If your lawyers negotiated a $20 million settlement for you, you’d be happy as a lark, wouldn’t you? You certainly wouldn’t complain about a jackpot like that. Only a colossal ingrate would act as if he’d been cheated by a settlement of that size.
Unless, of course, more than half of that princely sum went to lawyers’ fees and expenses, and you had to split the less than $10 million that was left over with 11,255 other plaintiffs. In that case, a little crabbing might be in order.
Imagine having to explain a deal like that to your clients, who’ve waited ten years or more only to receive a check for less than 900 bucks!
You might begin something like this: “We understand that the East St. Louis community has been denied justice in past years, and this is one of the key reasons we desired to take this case in the first place.”
That, in fact, is how the Environmental Litigation Group of Birmingham, Ala., and local lawyer Paul Schoen began their Nov. 7 letter to disgruntled clients in East St.
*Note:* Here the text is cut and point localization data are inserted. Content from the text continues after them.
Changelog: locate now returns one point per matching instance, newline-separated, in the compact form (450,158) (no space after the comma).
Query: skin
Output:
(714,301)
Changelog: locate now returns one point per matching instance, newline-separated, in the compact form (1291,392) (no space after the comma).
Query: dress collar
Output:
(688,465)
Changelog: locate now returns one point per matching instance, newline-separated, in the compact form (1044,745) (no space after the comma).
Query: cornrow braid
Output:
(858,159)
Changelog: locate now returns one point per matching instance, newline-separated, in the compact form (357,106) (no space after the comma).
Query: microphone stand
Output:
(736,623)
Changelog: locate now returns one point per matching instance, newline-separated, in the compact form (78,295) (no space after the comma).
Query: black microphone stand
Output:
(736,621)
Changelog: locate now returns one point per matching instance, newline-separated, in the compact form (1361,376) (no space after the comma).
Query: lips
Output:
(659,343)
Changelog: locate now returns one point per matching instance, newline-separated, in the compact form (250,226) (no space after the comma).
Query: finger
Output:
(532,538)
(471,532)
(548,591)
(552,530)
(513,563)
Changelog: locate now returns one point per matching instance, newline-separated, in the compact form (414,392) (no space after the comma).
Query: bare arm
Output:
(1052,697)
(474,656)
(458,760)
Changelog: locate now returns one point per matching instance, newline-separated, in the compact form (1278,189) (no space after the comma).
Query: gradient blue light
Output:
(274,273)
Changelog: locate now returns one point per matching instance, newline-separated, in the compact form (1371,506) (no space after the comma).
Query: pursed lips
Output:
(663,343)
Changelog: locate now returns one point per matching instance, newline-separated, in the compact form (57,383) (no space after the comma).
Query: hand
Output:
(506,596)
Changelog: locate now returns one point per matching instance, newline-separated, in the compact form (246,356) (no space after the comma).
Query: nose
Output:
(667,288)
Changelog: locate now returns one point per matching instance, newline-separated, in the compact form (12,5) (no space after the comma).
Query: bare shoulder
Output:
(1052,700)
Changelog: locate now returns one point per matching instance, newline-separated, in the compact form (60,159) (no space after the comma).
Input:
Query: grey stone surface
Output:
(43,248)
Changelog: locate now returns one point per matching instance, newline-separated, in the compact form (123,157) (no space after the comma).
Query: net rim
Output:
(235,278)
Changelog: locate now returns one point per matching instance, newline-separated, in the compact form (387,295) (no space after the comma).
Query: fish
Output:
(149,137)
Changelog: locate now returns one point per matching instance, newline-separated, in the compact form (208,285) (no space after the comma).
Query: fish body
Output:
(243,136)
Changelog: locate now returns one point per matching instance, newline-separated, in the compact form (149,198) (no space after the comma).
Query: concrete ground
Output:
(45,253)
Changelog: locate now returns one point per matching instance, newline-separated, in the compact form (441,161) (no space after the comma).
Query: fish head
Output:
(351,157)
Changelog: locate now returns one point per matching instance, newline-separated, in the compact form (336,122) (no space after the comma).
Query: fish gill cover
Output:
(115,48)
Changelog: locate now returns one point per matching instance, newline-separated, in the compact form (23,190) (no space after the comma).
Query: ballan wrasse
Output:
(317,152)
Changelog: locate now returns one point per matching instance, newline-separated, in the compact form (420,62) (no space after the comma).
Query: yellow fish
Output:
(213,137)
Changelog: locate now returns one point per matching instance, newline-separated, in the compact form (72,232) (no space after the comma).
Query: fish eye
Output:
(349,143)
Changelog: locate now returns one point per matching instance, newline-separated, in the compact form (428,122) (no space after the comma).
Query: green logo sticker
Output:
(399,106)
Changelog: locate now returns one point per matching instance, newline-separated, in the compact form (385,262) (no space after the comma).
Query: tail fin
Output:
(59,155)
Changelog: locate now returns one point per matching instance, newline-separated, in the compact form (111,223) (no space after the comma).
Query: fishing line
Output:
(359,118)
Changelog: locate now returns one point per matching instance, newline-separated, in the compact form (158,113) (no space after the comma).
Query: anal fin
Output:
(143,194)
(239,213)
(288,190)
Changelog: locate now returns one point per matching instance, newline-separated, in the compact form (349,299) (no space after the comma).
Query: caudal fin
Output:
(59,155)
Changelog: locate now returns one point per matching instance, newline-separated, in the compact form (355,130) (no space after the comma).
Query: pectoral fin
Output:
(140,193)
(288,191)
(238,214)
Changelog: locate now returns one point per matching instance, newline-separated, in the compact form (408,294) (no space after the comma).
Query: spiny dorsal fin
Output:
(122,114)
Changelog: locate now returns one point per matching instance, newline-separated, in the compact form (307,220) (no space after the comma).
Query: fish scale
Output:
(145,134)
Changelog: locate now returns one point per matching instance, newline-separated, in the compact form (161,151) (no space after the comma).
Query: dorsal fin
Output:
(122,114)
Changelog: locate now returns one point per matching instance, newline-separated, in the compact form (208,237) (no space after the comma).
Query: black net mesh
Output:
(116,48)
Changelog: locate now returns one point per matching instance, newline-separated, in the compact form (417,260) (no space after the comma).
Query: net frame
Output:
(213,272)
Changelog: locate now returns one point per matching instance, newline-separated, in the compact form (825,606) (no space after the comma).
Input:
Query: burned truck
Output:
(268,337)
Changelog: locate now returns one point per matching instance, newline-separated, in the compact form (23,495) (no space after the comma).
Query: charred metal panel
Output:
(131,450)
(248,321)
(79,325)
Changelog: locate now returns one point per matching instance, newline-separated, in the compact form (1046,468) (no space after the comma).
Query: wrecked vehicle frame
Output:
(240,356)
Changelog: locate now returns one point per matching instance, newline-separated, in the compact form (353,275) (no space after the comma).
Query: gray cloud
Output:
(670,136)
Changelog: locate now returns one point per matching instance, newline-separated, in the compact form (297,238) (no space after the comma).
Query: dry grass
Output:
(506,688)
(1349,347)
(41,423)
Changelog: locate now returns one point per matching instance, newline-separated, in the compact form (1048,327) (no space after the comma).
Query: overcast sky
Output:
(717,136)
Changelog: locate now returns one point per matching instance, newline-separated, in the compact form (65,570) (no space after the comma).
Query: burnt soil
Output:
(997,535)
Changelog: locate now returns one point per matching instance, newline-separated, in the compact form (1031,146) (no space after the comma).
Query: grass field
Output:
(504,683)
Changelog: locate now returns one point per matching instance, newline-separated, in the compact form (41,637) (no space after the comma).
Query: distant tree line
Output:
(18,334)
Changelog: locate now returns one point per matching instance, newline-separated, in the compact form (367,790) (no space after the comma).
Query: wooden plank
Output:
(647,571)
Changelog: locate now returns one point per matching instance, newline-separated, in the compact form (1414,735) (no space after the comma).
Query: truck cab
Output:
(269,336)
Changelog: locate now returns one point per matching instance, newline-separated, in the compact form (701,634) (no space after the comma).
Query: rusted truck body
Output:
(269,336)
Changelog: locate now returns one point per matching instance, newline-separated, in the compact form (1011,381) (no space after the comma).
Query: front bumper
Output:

Louis, detailing the pollution accusations settlement reached with Monsanto on their behalf.
The settlement Monsanto agreed to came to nearly $21 million, but less than half of that amount ($9,874,739.24) will be, or already has been, dispersed to plaintiffs, for an average payout of $873.
The larger “half” ($10,831,284.36) went more or less equally to attorney fees and expenses.
The apologetic attorneys avowed themselves champions of transparency, but reminded their clients that their claims against recycler Cerro Copper have yet to be settled and cautioned them not to discuss the case publicly.
“As we have said repeatedly, it is in your best interest and the best interest of all clients that communications between our clients and their attorneys remain confidential and attorney-client-privileged so as not to jeopardize your case going forward.”
Such taciturnity is no doubt in the best interests of Paul Schoen and the Environmental Litigation Group, too. Vocal clients expressing dissatisfaction are not good for business.